IL PARERE DELL’ESPERTO
Perché il campanello d’allarme riguarda la lettura? «Questo disturbo neurologico causa un’organiz-
zazione non ottimale proprio per svolgere questo compito», spiega Cristiano Termine, professore associato di neuropsichiatria infantile all’Università dell’Insubria di Varese. «Vuol dire che nella mente di un dislessico le reti neuronali che servono alla visione non dialogano bene con quelle del linguaggio. Quindi il bambino fa fatica a convertire un segno grafico in un suono. Non perché ci veda male, ma perché il dialogo tra queste reti neuronali avviene in modo lentissimo. Una lentezza che si manifesta subito nella lettura (quindi studiare diventa un’impresa titanica) ma anche nella scrittura e, con l’aumentare dell’impegno richiesto a scuola, per lui crescono frustrazione e sofferenza». Con conseguenze anche sul linguaggio: in certi casi il bambino non trova le parole, ha un lessico fragile, fatica a ricordare nomi e numeri.
LA VIA D’USCITA
La tempestività di intervento è importante non tanto perché di dislessia si possa “guarire”, ma perché i bambini imparano a gestire questa loro caratteristica. E cominciano a vivere meglio. «La scoperta della dislessia è il momento più delicato che, sempre, comporta una crisi. Ci sono i genitori che rifiutano la diagnosi (più spesso i padri) e quelli che sprofondano nel senso di colpa per non averlo sospettato prima e aver rimproverato o punito il figlio perché non studiava, era aggressivo e prendeva brutti voti», spiega Rosanna Blonda, psicologa dello sviluppo presso la Fondazione Don Gnocchi Santa Maria Nascente di Milano. «Ma ci sono anche le crisi dei figli: si vergognano, hanno paura di essere giudicati “matti” o “stupidi”, comunque diversi, si sentono falliti. Con una differenza: una diagnosi fatta in seconda o terza elementare, superato il primo momento di disorientamento, porta il bambino a considerarla una parte di sé, come la miopia o l’essere mancini. Nella preadolescenza, invece, i ragazzini arrivano in ambulatorio con un cumulo di rabbia e di frustrazioni tale che il lavoro può diventare impegnativo: si rifiutano di sottoporsi alle valutazioni, non vogliono usare il computer in classe.
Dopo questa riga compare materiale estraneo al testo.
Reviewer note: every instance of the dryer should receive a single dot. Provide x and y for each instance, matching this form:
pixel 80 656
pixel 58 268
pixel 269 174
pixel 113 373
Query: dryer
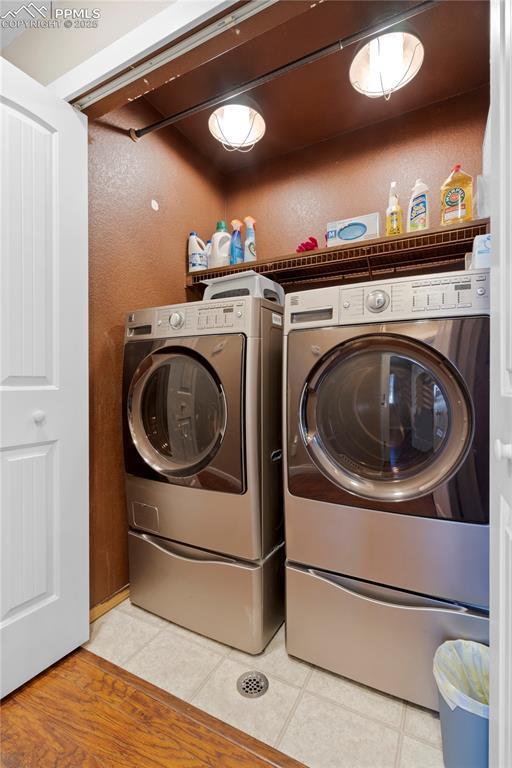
pixel 387 485
pixel 202 447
Prima di tutto, quindi, con loro diventa importante lavorare sull’autostima e sul clima in famiglia». Poi, piano piano, anche loro cominciano a stare meglio e a usare tutti gli aiuti messi a disposizione: la smart pen (una penna che registra le lezioni in classe e che, a casa, permette di prendere appunti trascrivendo la sintesi dei concetti su uno speciale quaderno), il computer o la scrittura in stampatello (molti la preferiscono), la calcolatrice. Strumenti semplici che permettono a ragazzi (in genere sveglissimi, dotati e molto capaci), di poter finalmente accostarsi a un’esperienza per i più banale: essere autonomi nello studio.